As a general principle, I hesitate to be vocally condemning of any trans person speaking their truth. There is, as we know, no singular trans narrative and even that of any individual morphs and evolves over the early years of transition (for example, it took me some years to answer the question of my sexuality given that I both sought to define my desire in the context of being desired by a man — and yet remaining married to a wife that I was deeply committed to staying with. In time I came to the conclusion I didn’t need a label, but that’s my conclusion alone). However, Chu has not chosen to speak, write, and act out HER truth, but to insist that her truth was all our truth, even if we were lying about it.

A pox on that. I spend an inordinate amount of time trying to help the ill-informed understand transness on a level that opens up their emotions and activates their empathy.
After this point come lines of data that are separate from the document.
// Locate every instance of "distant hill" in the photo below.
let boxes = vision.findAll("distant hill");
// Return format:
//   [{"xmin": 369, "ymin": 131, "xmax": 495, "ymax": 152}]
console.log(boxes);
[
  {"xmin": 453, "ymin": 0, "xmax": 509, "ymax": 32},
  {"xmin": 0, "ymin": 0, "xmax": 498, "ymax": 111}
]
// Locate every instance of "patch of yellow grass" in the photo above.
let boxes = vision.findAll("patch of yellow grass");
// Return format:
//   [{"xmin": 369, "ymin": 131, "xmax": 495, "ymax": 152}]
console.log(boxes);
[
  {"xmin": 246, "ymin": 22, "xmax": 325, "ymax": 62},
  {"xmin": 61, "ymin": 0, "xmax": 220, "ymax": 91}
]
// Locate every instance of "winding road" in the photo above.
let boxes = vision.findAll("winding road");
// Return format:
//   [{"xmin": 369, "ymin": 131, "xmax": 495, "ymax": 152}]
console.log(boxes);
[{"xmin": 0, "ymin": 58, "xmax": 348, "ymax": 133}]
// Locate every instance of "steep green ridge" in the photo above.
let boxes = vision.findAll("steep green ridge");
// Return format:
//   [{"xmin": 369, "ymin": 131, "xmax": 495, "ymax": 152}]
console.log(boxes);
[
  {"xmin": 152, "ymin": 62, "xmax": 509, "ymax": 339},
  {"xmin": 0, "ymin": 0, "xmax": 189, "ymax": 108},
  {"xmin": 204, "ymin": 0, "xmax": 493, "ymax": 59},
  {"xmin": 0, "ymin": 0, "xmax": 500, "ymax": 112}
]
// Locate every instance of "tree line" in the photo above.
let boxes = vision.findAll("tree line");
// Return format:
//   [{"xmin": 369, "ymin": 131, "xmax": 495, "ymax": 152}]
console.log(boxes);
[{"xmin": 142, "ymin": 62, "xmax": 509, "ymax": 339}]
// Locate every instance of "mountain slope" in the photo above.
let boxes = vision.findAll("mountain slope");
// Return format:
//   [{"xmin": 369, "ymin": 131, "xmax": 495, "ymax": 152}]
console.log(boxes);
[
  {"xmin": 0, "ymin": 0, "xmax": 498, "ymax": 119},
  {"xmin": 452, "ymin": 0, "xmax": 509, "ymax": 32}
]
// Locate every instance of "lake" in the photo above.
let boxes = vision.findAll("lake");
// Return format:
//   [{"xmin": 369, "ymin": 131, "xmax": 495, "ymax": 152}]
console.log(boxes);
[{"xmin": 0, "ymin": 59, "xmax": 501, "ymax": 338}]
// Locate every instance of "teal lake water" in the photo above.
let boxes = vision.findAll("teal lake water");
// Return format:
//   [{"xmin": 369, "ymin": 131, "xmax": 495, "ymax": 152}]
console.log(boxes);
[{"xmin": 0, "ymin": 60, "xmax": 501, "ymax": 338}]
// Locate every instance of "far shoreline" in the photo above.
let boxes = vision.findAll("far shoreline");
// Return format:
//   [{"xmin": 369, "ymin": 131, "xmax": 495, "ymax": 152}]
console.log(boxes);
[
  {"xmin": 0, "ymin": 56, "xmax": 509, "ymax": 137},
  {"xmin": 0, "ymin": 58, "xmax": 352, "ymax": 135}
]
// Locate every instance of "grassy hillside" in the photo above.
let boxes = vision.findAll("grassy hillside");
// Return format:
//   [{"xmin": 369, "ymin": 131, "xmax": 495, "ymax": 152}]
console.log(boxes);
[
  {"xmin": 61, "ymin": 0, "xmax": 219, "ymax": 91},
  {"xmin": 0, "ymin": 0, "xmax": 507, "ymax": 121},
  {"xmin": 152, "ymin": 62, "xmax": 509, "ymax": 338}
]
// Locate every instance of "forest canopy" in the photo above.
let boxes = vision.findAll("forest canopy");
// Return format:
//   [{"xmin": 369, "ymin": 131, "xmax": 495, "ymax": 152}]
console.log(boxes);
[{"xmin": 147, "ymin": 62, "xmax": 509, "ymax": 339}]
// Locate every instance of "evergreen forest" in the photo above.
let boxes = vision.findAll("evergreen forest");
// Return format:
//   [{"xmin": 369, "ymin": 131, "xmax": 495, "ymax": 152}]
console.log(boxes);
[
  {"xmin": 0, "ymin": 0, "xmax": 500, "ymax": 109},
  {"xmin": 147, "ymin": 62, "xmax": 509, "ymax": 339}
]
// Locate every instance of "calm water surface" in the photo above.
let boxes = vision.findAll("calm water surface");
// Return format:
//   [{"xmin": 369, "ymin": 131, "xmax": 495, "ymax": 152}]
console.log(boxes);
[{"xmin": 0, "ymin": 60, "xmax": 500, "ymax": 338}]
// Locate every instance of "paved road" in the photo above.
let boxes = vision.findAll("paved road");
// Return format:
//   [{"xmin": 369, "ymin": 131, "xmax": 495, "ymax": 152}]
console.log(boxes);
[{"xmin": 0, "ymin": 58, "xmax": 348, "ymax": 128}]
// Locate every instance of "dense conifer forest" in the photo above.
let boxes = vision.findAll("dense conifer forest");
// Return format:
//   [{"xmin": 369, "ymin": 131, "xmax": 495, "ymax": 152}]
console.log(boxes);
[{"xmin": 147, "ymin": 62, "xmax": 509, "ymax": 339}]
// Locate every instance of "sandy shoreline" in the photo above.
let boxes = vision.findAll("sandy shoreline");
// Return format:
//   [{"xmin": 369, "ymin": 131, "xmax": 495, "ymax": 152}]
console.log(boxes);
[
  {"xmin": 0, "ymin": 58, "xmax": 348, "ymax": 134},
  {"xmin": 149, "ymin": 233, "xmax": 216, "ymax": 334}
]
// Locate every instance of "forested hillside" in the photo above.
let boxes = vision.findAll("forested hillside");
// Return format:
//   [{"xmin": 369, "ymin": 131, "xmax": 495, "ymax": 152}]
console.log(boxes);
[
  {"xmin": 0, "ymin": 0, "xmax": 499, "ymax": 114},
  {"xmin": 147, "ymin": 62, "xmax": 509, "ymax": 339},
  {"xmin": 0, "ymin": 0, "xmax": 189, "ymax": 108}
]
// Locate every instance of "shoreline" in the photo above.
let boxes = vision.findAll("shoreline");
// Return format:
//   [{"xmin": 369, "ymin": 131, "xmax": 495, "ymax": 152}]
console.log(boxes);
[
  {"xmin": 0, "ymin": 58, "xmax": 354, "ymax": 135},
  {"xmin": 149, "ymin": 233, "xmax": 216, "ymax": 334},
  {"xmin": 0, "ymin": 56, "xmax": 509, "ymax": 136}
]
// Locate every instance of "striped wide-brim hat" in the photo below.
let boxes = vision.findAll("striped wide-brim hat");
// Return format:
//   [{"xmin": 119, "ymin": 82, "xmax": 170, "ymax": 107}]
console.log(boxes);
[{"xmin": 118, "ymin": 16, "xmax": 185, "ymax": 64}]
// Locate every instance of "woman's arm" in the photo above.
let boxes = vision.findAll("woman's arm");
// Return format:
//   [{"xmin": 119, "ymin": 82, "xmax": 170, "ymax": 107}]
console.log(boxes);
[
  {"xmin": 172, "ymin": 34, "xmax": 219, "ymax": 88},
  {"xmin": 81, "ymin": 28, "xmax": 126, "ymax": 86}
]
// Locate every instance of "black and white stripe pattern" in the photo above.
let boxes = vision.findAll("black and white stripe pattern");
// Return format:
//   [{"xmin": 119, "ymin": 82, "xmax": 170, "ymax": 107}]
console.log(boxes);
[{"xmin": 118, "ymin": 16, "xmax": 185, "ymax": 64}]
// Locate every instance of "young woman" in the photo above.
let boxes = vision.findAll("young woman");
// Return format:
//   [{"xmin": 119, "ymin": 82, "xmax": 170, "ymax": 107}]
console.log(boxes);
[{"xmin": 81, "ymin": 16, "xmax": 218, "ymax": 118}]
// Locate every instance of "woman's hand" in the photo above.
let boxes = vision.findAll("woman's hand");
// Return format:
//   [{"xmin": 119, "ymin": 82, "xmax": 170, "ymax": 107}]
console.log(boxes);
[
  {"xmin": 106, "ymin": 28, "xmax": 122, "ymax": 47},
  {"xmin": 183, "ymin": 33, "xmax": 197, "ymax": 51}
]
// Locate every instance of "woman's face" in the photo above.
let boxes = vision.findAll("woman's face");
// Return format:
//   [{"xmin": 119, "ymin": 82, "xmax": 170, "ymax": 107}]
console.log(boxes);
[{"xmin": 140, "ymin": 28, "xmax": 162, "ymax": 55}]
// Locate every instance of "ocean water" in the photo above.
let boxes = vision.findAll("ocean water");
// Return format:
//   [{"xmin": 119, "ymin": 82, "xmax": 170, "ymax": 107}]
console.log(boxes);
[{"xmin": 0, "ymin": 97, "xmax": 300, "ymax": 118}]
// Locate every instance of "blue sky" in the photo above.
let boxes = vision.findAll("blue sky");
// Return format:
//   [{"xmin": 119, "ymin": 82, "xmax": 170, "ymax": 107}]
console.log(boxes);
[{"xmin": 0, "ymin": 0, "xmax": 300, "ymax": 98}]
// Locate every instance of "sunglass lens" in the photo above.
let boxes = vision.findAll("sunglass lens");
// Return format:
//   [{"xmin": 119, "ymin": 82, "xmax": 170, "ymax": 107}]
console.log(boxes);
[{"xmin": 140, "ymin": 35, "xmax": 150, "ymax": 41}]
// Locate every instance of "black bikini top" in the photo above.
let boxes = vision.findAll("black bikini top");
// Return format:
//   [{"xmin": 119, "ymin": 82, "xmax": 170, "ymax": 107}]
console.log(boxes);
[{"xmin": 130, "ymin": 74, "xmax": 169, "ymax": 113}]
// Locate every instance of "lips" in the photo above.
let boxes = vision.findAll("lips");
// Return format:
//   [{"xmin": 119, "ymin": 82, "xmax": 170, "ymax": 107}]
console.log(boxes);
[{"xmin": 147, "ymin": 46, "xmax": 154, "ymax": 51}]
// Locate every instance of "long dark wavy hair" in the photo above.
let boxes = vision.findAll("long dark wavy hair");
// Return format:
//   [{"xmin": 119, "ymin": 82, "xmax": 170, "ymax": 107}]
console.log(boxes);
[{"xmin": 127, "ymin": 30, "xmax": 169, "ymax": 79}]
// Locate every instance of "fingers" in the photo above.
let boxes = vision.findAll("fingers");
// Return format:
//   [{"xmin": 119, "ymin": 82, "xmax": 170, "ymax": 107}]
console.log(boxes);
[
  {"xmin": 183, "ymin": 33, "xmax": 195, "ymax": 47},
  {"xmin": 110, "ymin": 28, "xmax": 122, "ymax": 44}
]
Ido not HAVE to do so, we do not owe the world an explanation to convince them we are worthy of their kindness, but I choose to do that. To be a communicator. A bridge. I have no patience for someone more invested in being a provocateur regardless of the damage such provocation does. Moreover, when one seeks to be notorious, then when the blowback ensues — well, it is the fire they choose to play with. Sorry, but I’m not sorry. Don’t endanger the lives of others to prove you’re an edgelord.